I used compressed yeast instead of the granulated one, never saw that before I came to the US. In France or Italy we all use the compressed yeast (levure de boulanger or levure de bière) which is fresh yeast, we call it “Baker’s yeast” or “Beer yeast”, because bakers (boulangers) and beer brewers (brasseurs) use it in either bread making or brewing. I love its soft texture, its smell and you’ll get top results for bread making or other types of dough. If you can’t find this yeast, I would use the dry kind.

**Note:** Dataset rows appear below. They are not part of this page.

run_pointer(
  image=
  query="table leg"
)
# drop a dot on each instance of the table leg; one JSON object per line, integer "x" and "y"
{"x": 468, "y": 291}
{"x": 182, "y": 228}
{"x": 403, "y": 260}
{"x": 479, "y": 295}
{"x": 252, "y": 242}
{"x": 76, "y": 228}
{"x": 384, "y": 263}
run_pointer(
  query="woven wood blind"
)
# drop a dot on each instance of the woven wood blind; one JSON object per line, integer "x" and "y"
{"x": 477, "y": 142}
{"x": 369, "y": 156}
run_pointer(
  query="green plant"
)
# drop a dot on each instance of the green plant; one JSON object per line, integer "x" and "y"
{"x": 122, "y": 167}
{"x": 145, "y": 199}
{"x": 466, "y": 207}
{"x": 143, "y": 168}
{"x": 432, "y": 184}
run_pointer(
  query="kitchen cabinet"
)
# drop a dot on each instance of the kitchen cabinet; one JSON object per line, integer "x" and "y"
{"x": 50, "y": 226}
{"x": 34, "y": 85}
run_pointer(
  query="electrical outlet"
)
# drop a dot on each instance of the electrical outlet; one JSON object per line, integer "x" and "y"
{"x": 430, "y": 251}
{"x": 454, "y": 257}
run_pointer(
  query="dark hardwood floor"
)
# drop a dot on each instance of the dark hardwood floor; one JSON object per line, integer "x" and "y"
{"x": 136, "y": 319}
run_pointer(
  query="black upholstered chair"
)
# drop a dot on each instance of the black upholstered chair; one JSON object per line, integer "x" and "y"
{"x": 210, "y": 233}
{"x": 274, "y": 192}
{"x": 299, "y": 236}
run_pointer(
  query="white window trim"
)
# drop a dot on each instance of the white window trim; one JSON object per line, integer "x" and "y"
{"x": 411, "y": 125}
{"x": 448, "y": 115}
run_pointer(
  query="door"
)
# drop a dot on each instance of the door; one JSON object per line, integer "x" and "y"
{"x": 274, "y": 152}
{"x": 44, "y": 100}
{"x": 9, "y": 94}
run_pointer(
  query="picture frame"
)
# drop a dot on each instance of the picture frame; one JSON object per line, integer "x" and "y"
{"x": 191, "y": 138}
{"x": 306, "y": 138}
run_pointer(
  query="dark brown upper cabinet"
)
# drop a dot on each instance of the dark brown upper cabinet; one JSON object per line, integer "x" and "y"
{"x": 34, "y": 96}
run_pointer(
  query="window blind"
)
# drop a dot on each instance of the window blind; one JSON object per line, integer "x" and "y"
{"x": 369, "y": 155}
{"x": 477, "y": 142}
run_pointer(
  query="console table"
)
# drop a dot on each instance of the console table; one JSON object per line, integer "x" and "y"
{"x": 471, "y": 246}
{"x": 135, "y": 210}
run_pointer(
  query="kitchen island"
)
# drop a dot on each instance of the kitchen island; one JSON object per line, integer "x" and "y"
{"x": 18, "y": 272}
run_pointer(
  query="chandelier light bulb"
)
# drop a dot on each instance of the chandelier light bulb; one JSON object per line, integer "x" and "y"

Also the original recipe calls for 1 tsp cinnamon, but considering my relationship with cinnamon, I used vanilla powder instead. I’m sure cinnamon lovers will enjoy that addition.

Ingredients for 6-8

For the cake

  • 8.8 oz (or 250 g) white flour
  • 1 egg
  • 0.88 oz (or 25 g) granulated sugar
  • 2.26 oz (or 70 g) melted butter
  • 2.36 fl oz (or 70 ml) milk
  • 0.5 oz (or 15 g) compressed yeast or 1 dose of dry yeast
  • poached fruits such as plums, peaches, etc…
  • vanilla extract

For the crumbs

  • 1.76 oz (or 50 g) flour
  • 0.88 oz (or 25 g) almond meal
  • 0.88 oz (or 25 g) granulated sugar
  • 1 oz (or 30 g) soft butter
  • 1 tsp. vanilla powder or cinnamon


Dissolve yeast in a little milk.  In a mixing bowl, mix flour, egg, sugar, milk, melted butter, vanilla and yeast. Knead the dough for about 10 minutes until it turns into a nie a smooth consistency. Place in a container, cover with a towel, and let it rise in a warm area for about 30 minutes.

Bring a 2 cups of water to a boil with 2 tbs honey and add diced plums (1 1/2 inch pieces) for about 3 minutes. Drain.

In the meantime, mix all the crumb mixture together with your hands. Don’t make thick crumb like you would for a crumble, but thin instead.

Work the dough again, removing all the fermentation. Butter a deep dish pan, and spread dough with your hands in it. Add plums to the dough, making sure to press them down into dough and not leaving them on the surface. Add crumb mixture and let the cake rise again for an additional 30 minutes.

Cook in a pre-heated oven at 375f for 30 min.

Let it cool and sprinkle with powdered sugar. Serve lukewarm.